This tutorial is from the Hortonworks Sandbox - a single-node Hadoop cluster running in a virtual machine. Download to run this and other tutorials in the series.
This tutorial describes how to refine website clickstream data using the Hortonworks Data Platform, and how to analyze and visualize this refined data using the Power View feature in Microsoft Excel 2013.
Demo: Here is the Clickstream video as a demo of what you'll be doing in this tutorial.
Clickstream data is an information trail a user leaves behind while visiting a website. It is typically captured in semi-structured website log files.
These website log files contain data elements such as a date and time stamp, the visitor’s IP address, the destination URLs of the pages visited, and a user ID that uniquely identifies the website visitor.
One of the original uses of Hadoop at Yahoo was to store and process their massive volume of clickstream data. Now enterprises of all types can use Hadoop and the Hortonworks Data Platform (HDP) to refine and analyze clickstream data. They can then answer business questions such as:
- What is the most efficient path for a site visitor to research a product, and then buy it?
- What products do visitors tend to buy together, and what are they most likely to buy in the future?

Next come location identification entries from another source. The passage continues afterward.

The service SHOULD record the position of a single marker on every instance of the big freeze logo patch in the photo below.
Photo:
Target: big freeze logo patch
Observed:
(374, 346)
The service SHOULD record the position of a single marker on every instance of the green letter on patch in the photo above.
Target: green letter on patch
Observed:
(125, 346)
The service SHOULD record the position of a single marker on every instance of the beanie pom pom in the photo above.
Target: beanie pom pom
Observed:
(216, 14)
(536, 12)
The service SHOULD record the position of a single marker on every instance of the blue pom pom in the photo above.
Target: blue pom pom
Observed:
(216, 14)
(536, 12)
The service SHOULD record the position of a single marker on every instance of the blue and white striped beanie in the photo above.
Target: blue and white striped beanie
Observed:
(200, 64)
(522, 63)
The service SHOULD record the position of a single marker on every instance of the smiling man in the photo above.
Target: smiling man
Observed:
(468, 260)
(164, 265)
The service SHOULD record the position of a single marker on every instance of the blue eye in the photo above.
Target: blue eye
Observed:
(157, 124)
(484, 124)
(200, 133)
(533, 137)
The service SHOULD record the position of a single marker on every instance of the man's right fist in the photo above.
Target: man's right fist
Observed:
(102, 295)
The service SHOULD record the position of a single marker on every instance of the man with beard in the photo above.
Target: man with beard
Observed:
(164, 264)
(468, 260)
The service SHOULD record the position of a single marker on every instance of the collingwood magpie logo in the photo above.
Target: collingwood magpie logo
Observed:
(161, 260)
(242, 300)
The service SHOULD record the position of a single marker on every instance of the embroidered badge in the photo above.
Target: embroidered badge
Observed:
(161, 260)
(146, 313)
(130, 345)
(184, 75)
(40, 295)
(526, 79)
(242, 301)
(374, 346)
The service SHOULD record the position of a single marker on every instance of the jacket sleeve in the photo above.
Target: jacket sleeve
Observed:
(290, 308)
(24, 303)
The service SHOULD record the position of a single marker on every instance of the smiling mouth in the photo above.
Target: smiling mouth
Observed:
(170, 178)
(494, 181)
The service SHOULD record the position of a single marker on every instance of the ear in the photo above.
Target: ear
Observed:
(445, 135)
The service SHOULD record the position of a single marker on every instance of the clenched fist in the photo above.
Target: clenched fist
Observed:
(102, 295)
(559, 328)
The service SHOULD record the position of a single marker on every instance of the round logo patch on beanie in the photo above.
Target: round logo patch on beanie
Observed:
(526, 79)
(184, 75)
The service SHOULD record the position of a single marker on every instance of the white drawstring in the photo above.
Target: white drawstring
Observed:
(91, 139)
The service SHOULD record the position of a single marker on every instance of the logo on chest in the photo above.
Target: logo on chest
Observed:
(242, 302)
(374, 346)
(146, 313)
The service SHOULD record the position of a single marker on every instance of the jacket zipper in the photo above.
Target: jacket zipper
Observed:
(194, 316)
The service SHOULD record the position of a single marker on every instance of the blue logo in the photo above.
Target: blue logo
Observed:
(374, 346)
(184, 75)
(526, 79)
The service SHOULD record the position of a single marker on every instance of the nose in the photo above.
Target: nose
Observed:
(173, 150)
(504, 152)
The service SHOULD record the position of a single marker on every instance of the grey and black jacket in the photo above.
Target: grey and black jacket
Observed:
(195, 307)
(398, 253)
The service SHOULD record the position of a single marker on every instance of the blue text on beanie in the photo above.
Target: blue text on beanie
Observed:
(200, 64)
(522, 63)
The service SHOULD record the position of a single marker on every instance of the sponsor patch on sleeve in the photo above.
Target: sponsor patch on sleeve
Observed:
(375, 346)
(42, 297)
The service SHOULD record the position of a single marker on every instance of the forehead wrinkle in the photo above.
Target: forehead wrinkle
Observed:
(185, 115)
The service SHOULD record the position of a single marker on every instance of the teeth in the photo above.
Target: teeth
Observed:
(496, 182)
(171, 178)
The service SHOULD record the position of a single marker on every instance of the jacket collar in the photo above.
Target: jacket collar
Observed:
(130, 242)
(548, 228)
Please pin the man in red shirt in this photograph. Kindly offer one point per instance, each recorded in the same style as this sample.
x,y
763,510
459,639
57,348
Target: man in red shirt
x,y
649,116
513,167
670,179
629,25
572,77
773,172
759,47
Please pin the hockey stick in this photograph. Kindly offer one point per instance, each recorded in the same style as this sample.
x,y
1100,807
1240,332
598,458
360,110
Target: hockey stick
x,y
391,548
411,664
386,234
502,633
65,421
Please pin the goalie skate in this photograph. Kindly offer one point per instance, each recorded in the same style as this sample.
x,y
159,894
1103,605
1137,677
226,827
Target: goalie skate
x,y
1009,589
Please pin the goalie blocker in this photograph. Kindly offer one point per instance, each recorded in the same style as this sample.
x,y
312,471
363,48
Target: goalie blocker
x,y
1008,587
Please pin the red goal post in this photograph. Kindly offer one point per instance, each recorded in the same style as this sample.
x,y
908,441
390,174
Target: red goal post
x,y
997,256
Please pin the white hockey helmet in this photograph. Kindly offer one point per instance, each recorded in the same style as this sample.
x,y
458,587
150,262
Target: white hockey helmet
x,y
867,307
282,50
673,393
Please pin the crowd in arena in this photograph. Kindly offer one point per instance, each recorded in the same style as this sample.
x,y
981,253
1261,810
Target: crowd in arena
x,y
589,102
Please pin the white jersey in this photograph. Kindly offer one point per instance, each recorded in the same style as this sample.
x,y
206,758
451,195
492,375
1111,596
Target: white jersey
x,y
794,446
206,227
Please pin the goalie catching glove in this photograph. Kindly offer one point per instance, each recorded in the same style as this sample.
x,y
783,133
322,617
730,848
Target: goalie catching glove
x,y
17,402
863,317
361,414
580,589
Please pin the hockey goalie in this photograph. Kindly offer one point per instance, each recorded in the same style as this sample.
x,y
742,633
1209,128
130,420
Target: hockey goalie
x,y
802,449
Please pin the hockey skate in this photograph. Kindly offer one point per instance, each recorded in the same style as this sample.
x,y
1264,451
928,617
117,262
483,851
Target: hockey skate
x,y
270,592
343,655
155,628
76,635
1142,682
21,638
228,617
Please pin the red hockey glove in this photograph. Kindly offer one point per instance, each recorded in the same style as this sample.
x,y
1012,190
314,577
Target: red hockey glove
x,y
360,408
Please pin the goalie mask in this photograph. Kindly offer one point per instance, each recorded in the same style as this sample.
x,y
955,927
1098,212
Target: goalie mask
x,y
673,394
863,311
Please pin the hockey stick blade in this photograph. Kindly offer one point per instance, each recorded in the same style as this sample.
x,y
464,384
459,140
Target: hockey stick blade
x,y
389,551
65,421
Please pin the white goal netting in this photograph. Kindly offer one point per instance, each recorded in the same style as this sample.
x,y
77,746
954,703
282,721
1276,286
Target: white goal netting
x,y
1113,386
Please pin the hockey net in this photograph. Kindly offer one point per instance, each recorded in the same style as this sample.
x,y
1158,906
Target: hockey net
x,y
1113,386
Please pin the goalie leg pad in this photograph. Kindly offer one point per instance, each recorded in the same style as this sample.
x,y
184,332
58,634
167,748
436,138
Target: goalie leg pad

- Where should I spend resources on fixing or enhancing the user experience on my website?
In this tutorial, we will focus on the “path optimization” use case. Specifically: how can we improve our website to reduce bounce rates and improve conversion?
- Windows 7
- Hortonworks ODBC driver (64-bit) installed and configured
- Hortonworks Sandbox 1.2 or later(installed and running)
- Hortonworks sample data files uploaded and refined as described in “Loading Data into the Hortonworks Sandbox”
- Microsoft Excel 2013 Professional Plus 64-bit
To analyze and visualize website clickstream data, we will:
- Use Hortonworks to view and refine website clickstream data.
- Access the clickstream data with Excel.
- Visualize the clickstream data using Excel Power View.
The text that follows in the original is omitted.